Learn English – What’s the meaning of “it was collapsing in on itself”

prepositions

From "The Da Vinci Code":

(Describing a scheme) It had all begun as a holy cause. A brilliantly crafted scheme. Now, like a house of cards, it was collapsing in on itself, and the end was nowhere in sight.

How to understand the part "in on itself"? I can understand if it's only "collapsing itself", but what's the meaning of "in on" here?

Best Answer

When something simply collapses, it falls more or less straight down. While it was standing, it occupied a certain amount of space on the ground. When the collapse is complete, the thing is much shorter, but takes up more space on the ground, because it spread out or tilted over as it fell.

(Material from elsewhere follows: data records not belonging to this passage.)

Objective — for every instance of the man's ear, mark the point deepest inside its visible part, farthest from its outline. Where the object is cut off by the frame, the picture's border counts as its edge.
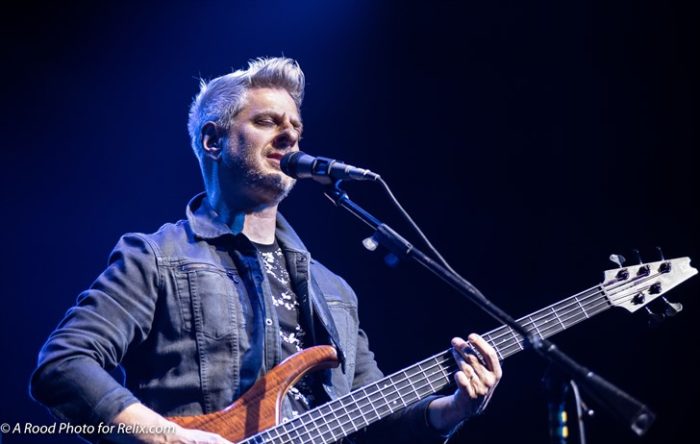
(212, 140)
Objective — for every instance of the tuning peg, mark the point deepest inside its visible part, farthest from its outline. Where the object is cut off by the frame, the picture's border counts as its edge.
(370, 243)
(671, 308)
(617, 259)
(654, 318)
(637, 256)
(661, 253)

If you picture a person standing, they occupy only about a square foot of ground space; when they collapse, their knees would buckle and the start of the fall would be straight downward, but not everything bends in the same way and the person would end up lying on the ground, probably taking 5 or 6 square feet of space.

When something collapses in on itself, it falls more or less straight down, and it ends up taking no more ground space when fallen than it did while standing. Obviously a person can't really do this, but a building can be made to do it. (check out wikipedia's page on Building Implosions for some images and videos.)

Both prepositions are necessary; you can't collapse on yourself because the on, when used alone with collapse, is describing where you land. (You might "collapse on the floor", or "collapse on the bed"; but "collapse on yourself" sounds like you end up floating in mid-air since you didn't actually land on anything else.) And you can't collapse in yourself because in, when used alone with collapse, describes either the general manner in which you end up, or something that you do while collapsing. (You might "collapse in a heap", or "collapse in a flood of tears".) When you combine both prepositions, though, in describes the direction of your collapse (as being not a normal "spreading-out-as-you-fall" collapse) and on now specifies correctly where you (or the parts of you that did not spread out as normally expected) landed.